Matrix metalloproteinase inhibition reduced postinfarction left ventricular dilation, reduced regional myocardial wall stress, and modified myocardial material properties. These unique findings suggest that increased myocardial matrix metalloproteinase activation after infarction contributes directly to the left ventricular remodeling process.
心肌梗死后左心室内发生的整体和局部形态变化被称为梗死扩展。梗死后期重塑的一个潜在机制是基质金属蛋白酶的激活。因此,本研究检测了基质金属蛋白酶抑制对猪心肌梗死后左心室整体几何形态的影响。
通过闭塞冠状动脉左旋支的第一和第二钝缘支在猪身上制造心肌梗死,导致左心室游离壁梗死面积均匀为21%±2%。梗死后5天,将猪随机分为接受广谱基质金属蛋白酶抑制组(n = 9;口服PD166793,20 mg·kg⁻¹·d⁻¹)或单纯心肌梗死组(n = 8)。10头猪作为非梗死对照动物。梗死后8周通过超声心动图测量左心室舒张末期面积。

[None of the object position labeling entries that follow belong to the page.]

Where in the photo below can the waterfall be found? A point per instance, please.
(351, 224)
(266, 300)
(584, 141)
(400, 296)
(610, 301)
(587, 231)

与正常对照动物相比(3.7±0.2 cm²),心肌梗死加广谱基质金属蛋白酶抑制组和单纯心肌梗死组的左心室舒张末期面积均增加,但与单纯心肌梗死组相比,广谱基质金属蛋白酶抑制使其减小(分别为4.5±0.2 vs 4.9±0.2 cm²;P<.05)。与正常对照动物测得的值相比(599±152 g/cm²),两个梗死组梗死区域内的局部径向应力均增加,但与单纯心肌梗死组相比,心肌梗死加广谱基质金属蛋白酶抑制组的局部径向应力减弱(分别为663±108 vs 1242±251 g/cm²;P<.05)。同样,与正常对照动物相比,心肌梗死加广谱基质金属蛋白酶抑制组和单纯心肌梗死组的局部心肌僵硬度均增加(14±1 rkm,P<.05),但广谱基质金属蛋白酶抑制组低于单纯心肌梗死组(分别为42±6 vs 68±10 rkm;P<.05)。
基质金属蛋白酶抑制可减少梗死后左心室扩张,降低局部心肌壁应力,并改变心肌材料特性。这些独特的发现表明,梗死后心肌基质金属蛋白酶激活增加直接导致左心室重塑过程。